同じディレクトリに保存してしまうと、次に同じコマンドを実行した時にsummary.txtの内容も処理されてしまうので、他のディレクトリに保存した方がよい場合もあります。ファイル名に生成時の日時を付加する(連載第53回参照 https://news.mynavi.jp/techplus/article/natonakucommand-53/)、シェルスクリプトで除外する方法もありますが、とりあえずデスクトップ上にsummary.txtを生成するには以下のようにします。環境によってはDesktopでなくデスクトップや類似する名称になっている事もあります。その場合は該当するDesktopのパス名を適宜置き換えてください。

 head -c 12 *.txt >~/Desktop/summary.txt

HTMLファイルに出力する

 それでは最後にWebブラウザでテキストファイルの先頭が閲覧できるようにしてみましょう。Webブラウザでテキストファイルの内容が確認できれば便利です。ここではシェルスクリプトで作ってみましょう。シェルはbashベースですが、特にbash特有の機能は使っていないのでzshでも動作します。

 まず、HTMLファイルのヘッダー部分です。これは別ファイルにしておくと楽ですが、今回はechoコマンドを使って一つのシェルスクリプトにすることにします。
 ます、HTML部分のヘッダーは以下のように最低限のものだけにします。テキストファイルをリスト表示するのでliタグを使ってリスト化します。

<!DOCTYPE>
<head><meta charset="utf8">
<title>summary</title>
</head><body><ul>

 <li>以下はシェルスクリプトで生成します。●●の部分がテキストファイルへのリンクパス(ファイルパス)になります。■の部分がheadコマンドで抜き出した文字列になります。これを検索して出てきたテキストファイルの数だけ繰り返します。

<li><a href="●●">■</a></li>

最後のフッターは以下のようになります。

</ul></body></html>

概要としては、こんな感じになります。それではシェルスクリプトを作成していきます。リスト部分以外をechoで生成するシェルスクリプトは以下のようになります。シェルスクリプトのファイル名はh.shとしてあります。

#!/bin/bash
echo '<!DOCTYPE>'
echo '<head><meta charset="utf8">'
echo '<title>summary</title>'
echo '</head><body><ul>'
echo ''
echo '</ul></body></html>'

テキストエディタで入力して保存します。保存したら実行権限を付加しておきます。実行権限はchmod u+xで追加することができます。
実行権限を付加したら./h.shと入力して実行します。
Windows (WSL) 上のエディタでシェルスクリプトを入力して実行させる場合、改行コードの違いで動作しないことがあります。
改行コードを変換するには以下のコマンドを入力します。

sed -i 's/\r$//' ./h.sh

正しく処理されると画面にHTMLタグの文字列が表示されます。

次にファイルのリスト生成部分です。これはforを使ってfindコマンドで見つかったファイルの数だけ繰り返します。コマンドの実行結果を利用するにはバッククオート(`)で囲みます。

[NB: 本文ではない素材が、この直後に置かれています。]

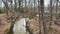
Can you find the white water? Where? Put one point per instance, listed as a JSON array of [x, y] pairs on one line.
[[20, 26]]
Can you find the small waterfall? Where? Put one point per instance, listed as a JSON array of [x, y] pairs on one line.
[[20, 26]]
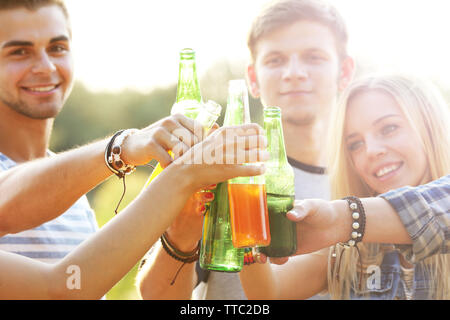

for file in `find . -name "*.txt" -type f`

あとはechoを使ってファイル名とheadコマンドの結果を出力します。

do
  echo -n "<li><a href='$file'>"
  head -c 40 $file
  echo '</li>'
done

ここまでの処理をまとめると以下のようになります。

#!/bin/bash
echo '<!DOCTYPE>'
echo '<head><meta charset="utf8">'
echo '<title>summary</title>'
echo '</head><body><ul>'

for file in `find . -name "*.txt" -type f`
do
  echo -n "<li><a href='$file'>"
  head -c 40 $file
  echo '</li>'
done

echo '</ul></body></html>'

./h.shと入力して実行します。

期待通りの結果になっているようです。が、このままではブラウザで表示できません。とりあえず、file.htmlという名前で保存しておきましょう。この場合はリダイレクトを使って保存するだけです。